Result payload: The primary structured data returned by the tool.
Pagination metadata (where applicable): cursor, hasMore, totalCount — enabling the agent to request subsequent pages without re-specifying the query.
Provenance metadata: source, retrievedAt, dataVersion — enabling the agent and downstream verifiers to assess result authority and freshness.
Execution metadata: executionDurationMs, resourceCost — enabling the orchestrator to update latency and cost models.

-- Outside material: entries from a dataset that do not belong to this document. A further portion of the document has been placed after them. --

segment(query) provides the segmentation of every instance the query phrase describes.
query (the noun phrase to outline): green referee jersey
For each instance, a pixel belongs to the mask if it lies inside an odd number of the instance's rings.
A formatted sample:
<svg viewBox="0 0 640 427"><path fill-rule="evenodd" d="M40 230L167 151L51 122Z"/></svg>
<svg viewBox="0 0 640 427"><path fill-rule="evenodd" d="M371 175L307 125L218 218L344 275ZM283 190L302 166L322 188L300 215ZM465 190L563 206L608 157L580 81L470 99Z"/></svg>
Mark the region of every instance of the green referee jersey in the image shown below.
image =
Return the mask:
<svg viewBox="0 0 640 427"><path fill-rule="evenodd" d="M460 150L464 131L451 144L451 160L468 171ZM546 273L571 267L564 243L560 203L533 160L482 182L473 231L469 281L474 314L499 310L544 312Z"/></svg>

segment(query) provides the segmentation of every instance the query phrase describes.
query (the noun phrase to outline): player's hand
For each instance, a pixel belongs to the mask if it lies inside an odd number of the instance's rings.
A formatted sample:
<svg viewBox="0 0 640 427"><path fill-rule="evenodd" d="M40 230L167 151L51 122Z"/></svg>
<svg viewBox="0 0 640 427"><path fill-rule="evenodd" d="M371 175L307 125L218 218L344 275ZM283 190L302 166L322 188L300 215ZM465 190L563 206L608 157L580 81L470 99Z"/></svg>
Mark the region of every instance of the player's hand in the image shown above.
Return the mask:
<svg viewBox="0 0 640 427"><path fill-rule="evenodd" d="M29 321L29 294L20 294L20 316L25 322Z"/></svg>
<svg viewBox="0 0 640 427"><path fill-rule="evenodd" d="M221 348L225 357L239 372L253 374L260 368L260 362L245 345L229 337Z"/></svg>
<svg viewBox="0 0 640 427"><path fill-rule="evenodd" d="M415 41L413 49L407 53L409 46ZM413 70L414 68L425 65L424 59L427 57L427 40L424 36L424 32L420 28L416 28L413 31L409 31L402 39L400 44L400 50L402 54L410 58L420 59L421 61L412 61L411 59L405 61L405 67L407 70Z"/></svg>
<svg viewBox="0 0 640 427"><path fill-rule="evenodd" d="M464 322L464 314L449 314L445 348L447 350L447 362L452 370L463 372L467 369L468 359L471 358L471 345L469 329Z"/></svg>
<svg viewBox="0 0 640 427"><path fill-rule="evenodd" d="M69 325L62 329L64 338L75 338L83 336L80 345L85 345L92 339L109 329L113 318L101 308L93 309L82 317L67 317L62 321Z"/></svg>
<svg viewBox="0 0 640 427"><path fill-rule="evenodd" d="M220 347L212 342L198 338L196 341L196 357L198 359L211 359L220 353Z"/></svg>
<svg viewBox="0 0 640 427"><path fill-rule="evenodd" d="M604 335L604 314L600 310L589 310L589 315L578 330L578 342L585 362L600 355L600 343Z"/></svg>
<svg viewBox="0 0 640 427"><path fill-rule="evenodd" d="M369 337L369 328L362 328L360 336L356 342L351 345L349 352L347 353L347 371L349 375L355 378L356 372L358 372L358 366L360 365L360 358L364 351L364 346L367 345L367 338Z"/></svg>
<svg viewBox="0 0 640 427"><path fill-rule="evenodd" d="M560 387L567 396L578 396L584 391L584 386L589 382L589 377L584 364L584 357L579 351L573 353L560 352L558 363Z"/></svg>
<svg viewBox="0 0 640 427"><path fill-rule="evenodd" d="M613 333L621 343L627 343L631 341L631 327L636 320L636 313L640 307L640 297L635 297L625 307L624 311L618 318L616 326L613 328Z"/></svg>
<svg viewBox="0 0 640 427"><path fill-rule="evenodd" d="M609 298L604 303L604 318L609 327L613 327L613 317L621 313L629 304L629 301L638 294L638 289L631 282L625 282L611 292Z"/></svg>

13.3.3 Error Envelope: Classified, Retryable, Diagnostic#

All tool failures MUST be returned within a standardized error envelope, never as raw exceptions or unstructured text.

Error Envelope Structure:

Field	Type	Description
`errorCode`	Enum	Machine-readable error class (see taxonomy below)
`retryable`	Boolean	Whether the caller should retry with the same parameters
`retryAfterMs`	Integer (optional)	Suggested backoff duration before retry
`humanMessage`	String	Human-readable diagnostic (never leaked credentials or internal paths)
`details`	Object (optional)	Structured diagnostic data (validation errors, partial results, trace references)
`traceId`	String	Correlation identifier for distributed tracing

Error Code Taxonomy:

\mathcal{E} = \begin{cases} \texttt{INVALID\_INPUT} & \text{Schema validation failed; not retryable} \\ \texttt{AUTHORIZATION\_DENIED} & \text{Caller lacks required scopes; not retryable without re-auth} \\ \texttt{TOOL\_NOT\_FOUND} & \text{Requested tool/version not registered; not retryable} \\ \texttt{DEADLINE\_EXCEEDED} & \text{Execution exceeded timeout class; retryable with backoff} \\ \texttt{RATE\_LIMITED} & \text{Caller exceeded rate quota; retryable after backoff} \\ \texttt{UPSTREAM\_FAILURE} & \text{Dependency failure; retryable with backoff} \\ \texttt{INTERNAL\_TOOL\_ERROR} & \text{Unhandled internal error; retryable with caution} \\ \texttt{RESOURCE\_EXHAUSTED} & \text{Memory, disk, or compute capacity exceeded; not retryable} \\ \texttt{PRECONDITION\_FAILED} & \text{Required preconditions not met; not retryable without state change} \\ \texttt{CONFLICT} & \text{Optimistic concurrency conflict; retryable after refresh} \\ \texttt{APPROVAL\_REQUIRED} & \text{Human approval gate triggered; poll for resolution} \end{cases}

The retryable flag is the authoritative signal — the agent loop MUST NOT attempt retries on non-retryable errors, regardless of heuristic judgment.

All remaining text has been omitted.